Centered completely on Meta, this ETF provides twice the each day efficiency of Meta’s inventory. Whereas it provides excessive development potential, buyers ought to be conscious of the focus danger concerned.

– ProShares UltraPro QQQ (TQQQ)
1-12 months Return: 52.60%
5-12 months CAGR: 26.54%

What it’s:
TQQQ provides 3x leveraged publicity to the Nasdaq-100 Index, which incorporates many tech leaders like Amazon, Apple, and Microsoft.
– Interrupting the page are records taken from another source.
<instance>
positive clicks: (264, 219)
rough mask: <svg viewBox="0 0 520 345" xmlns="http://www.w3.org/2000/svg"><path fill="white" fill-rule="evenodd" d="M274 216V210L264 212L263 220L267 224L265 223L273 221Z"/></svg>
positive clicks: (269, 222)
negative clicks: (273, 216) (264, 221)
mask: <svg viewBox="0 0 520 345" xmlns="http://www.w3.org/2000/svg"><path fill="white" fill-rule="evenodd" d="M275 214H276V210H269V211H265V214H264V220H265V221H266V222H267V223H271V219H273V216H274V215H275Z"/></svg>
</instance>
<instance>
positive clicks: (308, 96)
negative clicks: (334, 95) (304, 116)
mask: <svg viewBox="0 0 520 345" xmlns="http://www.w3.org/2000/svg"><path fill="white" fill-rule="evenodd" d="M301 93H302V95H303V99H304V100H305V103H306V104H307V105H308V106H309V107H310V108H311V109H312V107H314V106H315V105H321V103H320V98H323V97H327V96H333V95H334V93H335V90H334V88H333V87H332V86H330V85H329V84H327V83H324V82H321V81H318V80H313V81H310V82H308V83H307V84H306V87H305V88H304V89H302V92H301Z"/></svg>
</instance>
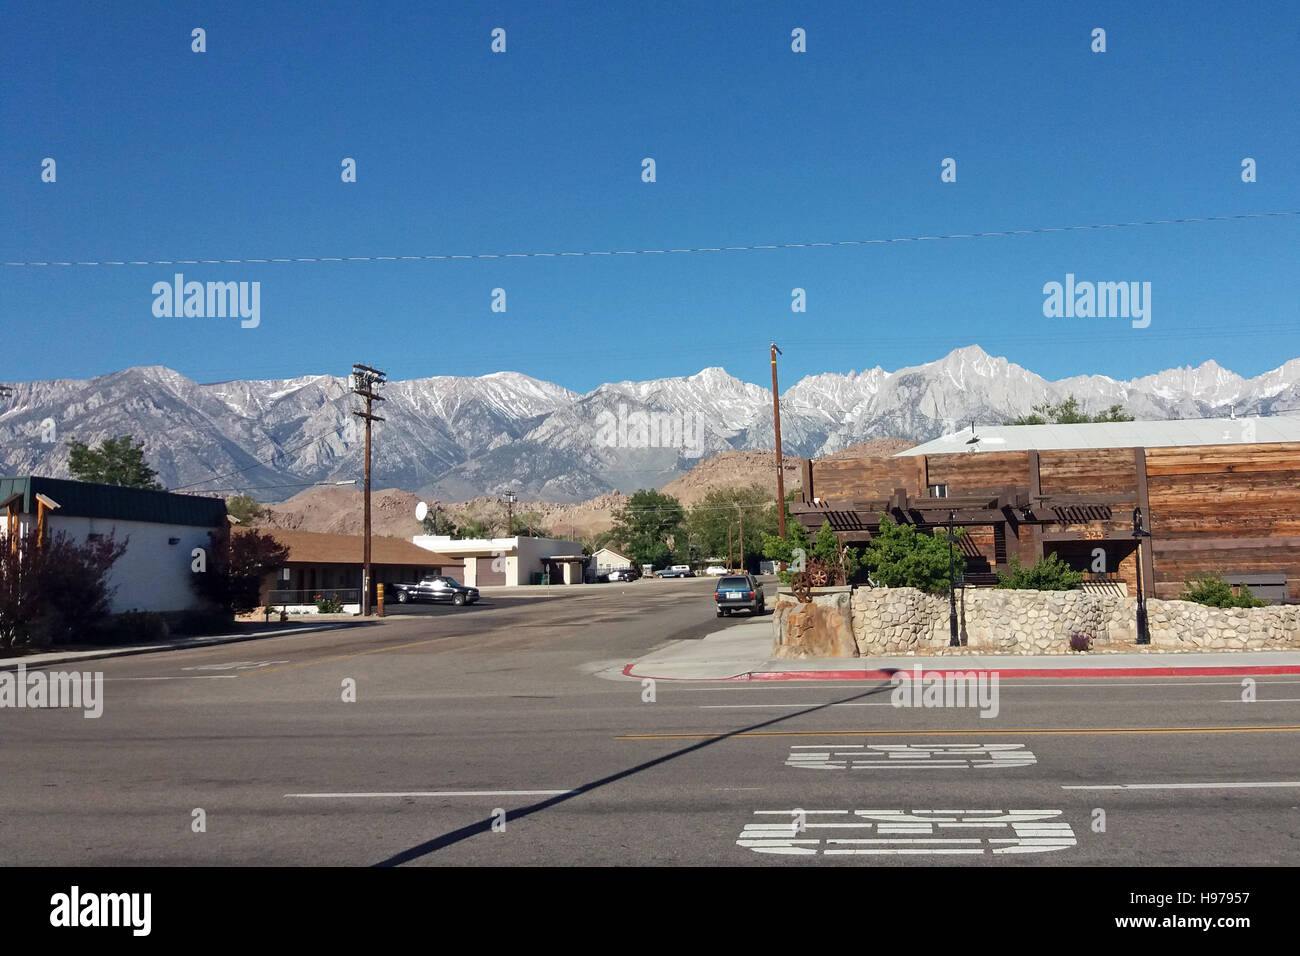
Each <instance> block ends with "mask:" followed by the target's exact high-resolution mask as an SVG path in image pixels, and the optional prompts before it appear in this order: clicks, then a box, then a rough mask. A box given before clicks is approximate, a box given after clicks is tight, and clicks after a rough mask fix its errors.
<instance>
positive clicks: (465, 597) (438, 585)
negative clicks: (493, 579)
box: [387, 575, 478, 607]
mask: <svg viewBox="0 0 1300 956" xmlns="http://www.w3.org/2000/svg"><path fill="white" fill-rule="evenodd" d="M387 587H389V588H391V589H393V591H394V592H395V593H396V597H398V604H409V602H412V601H434V602H438V604H454V605H456V606H458V607H459V606H461V605H467V604H474V602H476V601H478V588H471V587H467V585H464V584H461V583H460V581H458V580H456V579H455V578H447V576H445V575H425V576H424V578H422V579H420V583H419V584H390V585H387Z"/></svg>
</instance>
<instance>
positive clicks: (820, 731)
mask: <svg viewBox="0 0 1300 956" xmlns="http://www.w3.org/2000/svg"><path fill="white" fill-rule="evenodd" d="M1296 731H1300V727H1089V728H1084V730H1078V728H1060V730H1057V728H1036V730H823V731H813V730H809V731H802V730H801V731H753V732H748V731H741V732H736V734H727V732H723V734H623V735H620V736H616V737H614V739H615V740H711V739H718V740H720V739H723V737H935V736H982V737H987V736H1018V735H1019V736H1030V735H1052V734H1056V735H1080V736H1091V735H1099V734H1294V732H1296Z"/></svg>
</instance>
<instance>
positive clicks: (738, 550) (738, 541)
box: [736, 501, 745, 571]
mask: <svg viewBox="0 0 1300 956" xmlns="http://www.w3.org/2000/svg"><path fill="white" fill-rule="evenodd" d="M736 514H738V515H740V532H738V541H737V551H738V555H740V570H741V571H744V570H745V510H744V509H742V507H741V506H740V502H738V501H737V502H736Z"/></svg>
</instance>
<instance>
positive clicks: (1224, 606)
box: [1178, 574, 1268, 607]
mask: <svg viewBox="0 0 1300 956" xmlns="http://www.w3.org/2000/svg"><path fill="white" fill-rule="evenodd" d="M1178 597H1179V600H1180V601H1195V602H1196V604H1203V605H1206V606H1209V607H1264V606H1265V605H1266V604H1268V601H1265V600H1262V598H1258V597H1256V596H1255V594H1252V593H1251V589H1249V588H1248V587H1245V585H1244V584H1243V585H1242V588H1240V591H1239V593H1236V594H1234V593H1232V585H1231V584H1229V583H1227V581H1226V580H1223V578H1222V576H1221V575H1217V574H1205V575H1201V576H1200V578H1193V579H1192V580H1190V581H1187V591H1184V592H1183V593H1182V594H1179V596H1178Z"/></svg>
It’s a well-liked alternative for buyers searching for diversified tech publicity with greater danger.

– ProShares Extremely QQQ (QLD)
1-12 months Return: 39.36%
5-12 months CAGR: 26.48%

What it’s:
Providing 2x leverage on the Nasdaq-100, QLD is a barely much less aggressive various to TQQQ, making it extra appropriate for buyers who need excessive publicity to the tech sector however with barely decrease volatility.

– First Belief Cloud Computing ETF (SKYY)
1-12 months Return: 35.53%
5-12 months CAGR: 13.33%

What it’s:
SKYY focuses on cloud computing corporations akin to Amazon, Microsoft, and Alphabet, making it a superb alternative for buyers in search of publicity to the rising cloud sector.

– iShares Expanded Tech Sector ETF (IGM)
1-12 months Return: 34.10%
5-12 months CAGR: 19.41%

What it’s:
IGM gives publicity to the broader tech sector, together with FAANG shares and different main tech leaders. It’s supreme for buyers seeking to diversify inside the tech house.

In case you’re seeking to spend money on FAANG shares or ETFs monitoring the FANG+™ Index, shopping for them instantly by means of a US dealer will help cut back monitoring error and decrease the expense ratio in comparison with investing by means of Indian mutual funds. With SEBI limiting recent inflows into sure worldwide mutual funds, direct investments present a extra environment friendly option to achieve publicity to world tech with out the added prices of intermediaries.

Key Takeaways

Investing in FAANG-focused ETFs gives a simple option to trip the tech wave. Nonetheless, these investments include various ranges of danger relying on their leverage and focus. Leveraged ETFs like FNGU and TQQQ can ship extraordinary returns, however in addition they amplify losses throughout downturns. Extra diversified choices like SKYY and IGM supply steadier development, although they might lag throughout bull markets.

Diversification is Essential

Whereas FAANG shares and associated ETFs are enticing for his or her development potential, they need to be a part of a diversified portfolio. Over-concentration in tech shares can expose buyers to heightened dangers, notably throughout market corrections. Diversifying throughout sectors, geographies, and asset courses will help mitigate these dangers and guarantee sustainable portfolio development.

In conclusion, FAANG shares and their corresponding ETFs stay a compelling funding avenue for 2025. By understanding the nuances of those funds and aligning them together with your danger tolerance and monetary targets, you’ll be able to profit from this ongoing development story.